One question about the formula you linked to. I calculated out the differences ok, but noticed that you and the OP on the WW site referred to a reach of 38. How'd you translate you finding to that value?


----------



## adperler (May 27, 2009)

*Thanks for all of your responses so far...*



PJ352 said:


> To varying degrees shops are helpful, but IME there are members here than know more than some of the LBS folks.
> 
> One question about the formula you linked to. I calculated out the differences ok, but noticed that you and the OP on the WW site referred to a reach of 38. How'd you translate you finding to that value?



I do really appreciate everyone's input on this forum. You are right by saying that there are those on this forum that know more than those in some of the local bike shops. The bike shops usually have opinions based on what they carry and are trying to sell. Also, the Giant's are very hard to come by for some reason. It seems as though they really cut back on production this year and the LBS are having trouble keeping up with demand. At least in the forum I can get good feedback from people who currently ride the bikes that I am interested in and who are not trying to sell me something.

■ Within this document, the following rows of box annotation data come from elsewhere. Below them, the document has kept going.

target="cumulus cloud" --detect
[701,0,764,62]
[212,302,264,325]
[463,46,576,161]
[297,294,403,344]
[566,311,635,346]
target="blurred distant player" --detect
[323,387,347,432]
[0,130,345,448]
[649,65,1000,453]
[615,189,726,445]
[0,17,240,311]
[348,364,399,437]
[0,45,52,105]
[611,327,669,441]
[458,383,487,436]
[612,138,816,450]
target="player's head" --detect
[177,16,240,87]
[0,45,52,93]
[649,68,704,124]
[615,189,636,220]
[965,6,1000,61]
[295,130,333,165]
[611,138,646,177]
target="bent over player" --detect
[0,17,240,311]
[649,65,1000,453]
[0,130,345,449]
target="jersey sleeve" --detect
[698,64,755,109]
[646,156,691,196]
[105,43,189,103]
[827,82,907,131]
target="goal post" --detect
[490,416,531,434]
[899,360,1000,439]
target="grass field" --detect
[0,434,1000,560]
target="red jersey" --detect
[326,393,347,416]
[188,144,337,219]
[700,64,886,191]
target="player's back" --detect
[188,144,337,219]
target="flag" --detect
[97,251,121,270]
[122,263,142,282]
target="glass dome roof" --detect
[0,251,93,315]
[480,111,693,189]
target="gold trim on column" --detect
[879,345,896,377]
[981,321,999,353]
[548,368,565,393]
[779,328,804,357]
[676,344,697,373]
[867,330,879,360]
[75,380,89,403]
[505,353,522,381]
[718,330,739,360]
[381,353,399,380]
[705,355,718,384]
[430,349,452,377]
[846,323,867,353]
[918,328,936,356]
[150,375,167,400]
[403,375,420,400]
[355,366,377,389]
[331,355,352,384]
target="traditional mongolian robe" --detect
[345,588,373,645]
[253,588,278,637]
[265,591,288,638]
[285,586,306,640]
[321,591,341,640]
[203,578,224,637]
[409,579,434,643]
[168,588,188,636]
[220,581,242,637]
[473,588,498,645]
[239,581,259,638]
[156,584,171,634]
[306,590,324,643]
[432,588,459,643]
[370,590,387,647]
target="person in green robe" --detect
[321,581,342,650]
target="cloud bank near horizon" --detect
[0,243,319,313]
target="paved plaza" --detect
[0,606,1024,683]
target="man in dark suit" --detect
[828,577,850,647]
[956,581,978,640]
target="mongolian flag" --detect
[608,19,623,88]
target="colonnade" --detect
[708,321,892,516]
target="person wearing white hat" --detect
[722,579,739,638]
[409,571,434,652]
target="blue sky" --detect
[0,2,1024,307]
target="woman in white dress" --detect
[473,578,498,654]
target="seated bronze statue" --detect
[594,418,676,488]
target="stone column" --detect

I am hoping to track down a 52 Tarmac Pro SL to try out this weekend. I will be in Chicago, so hopefully I will have better luck finding a store there that has my size available. 

As far as top tube goes, which is more stable... a bike with a slightly longer TT and shorter stem versus a shorter TT with a longer stem? Lately, I have developed a sharp pain between my shoulder blades/lower neck region on longer rides... could that come from being too stretched out on my 54 Roubaix? I have had a couple of different fittings locally and each time they suggested a smaller frame with a longer stem... one shop suggesed a Cannondale 52 and the other suggested a small Giant TCR Advanced. The shop that carries Specialized is the one that put me on a 54 Roubaix, which the other shops feel is way to big for me. I can say that it is pretty comfortable to ride (other than my recent shoulder/neck issues) but feels very flexy when I stand up to sprint or dive into the corners during a crit. 

As you all have stated above, I really need to just get out and locate shops that have each bike in stock to test ride. I will keep you posted on my progress. I do need to make a decision by next week in order to get a very beneficial team discount, but it is quite hard to choose between two bikes that I have not ridden or even seen in person.


----------



## PJ352 (Dec 5, 2007)

adperler said:


> I do really appreciate everyone's input on this forum. You are right by saying that there are those on this forum that know more than those in some of the local bike shops. The bike shops usually have opinions based on what they carry and are trying to sell. Also, the Giant's are very hard to come by for some reason. It seems as though they really cut back on production this year and the LBS are having trouble keeping up with demand. At least in the forum I can get good feedback from people who currently ride the bikes that I am interested in and who are not trying to sell me something.
> 
> I am hoping to track down a 52 Tarmac Pro SL to try out this weekend. I will be in Chicago, so hopefully I will have better luck finding a store there that has my size available.
> 
> ...


Soreness across the shoulders and neck is usually attributed to excessive bar reach, so you may benefit from a shorter (and possibly slightly upward) stem. See item # 6 in the link below:
http://www.jimlangley.net/crank/bikefit.html

To answer your question regarding stability, the bike that fits right is the most stable. Seriously. Forget TT and HT lengths in that vain and concentrate on pinning down your reach requirements, because once that's attained, your f/r weight distribution should be optimal and that will positively affect handling.

As far as the flex you're feeling, I ride a Tarmac and have only occasionally ridden Roubaix's, so I can't say what the cause is, but I doubt it's the TT/ HT lengths. I think it's worth your while to try out the 52cm Tarmac, just for comparison in fit as well as handling.


----------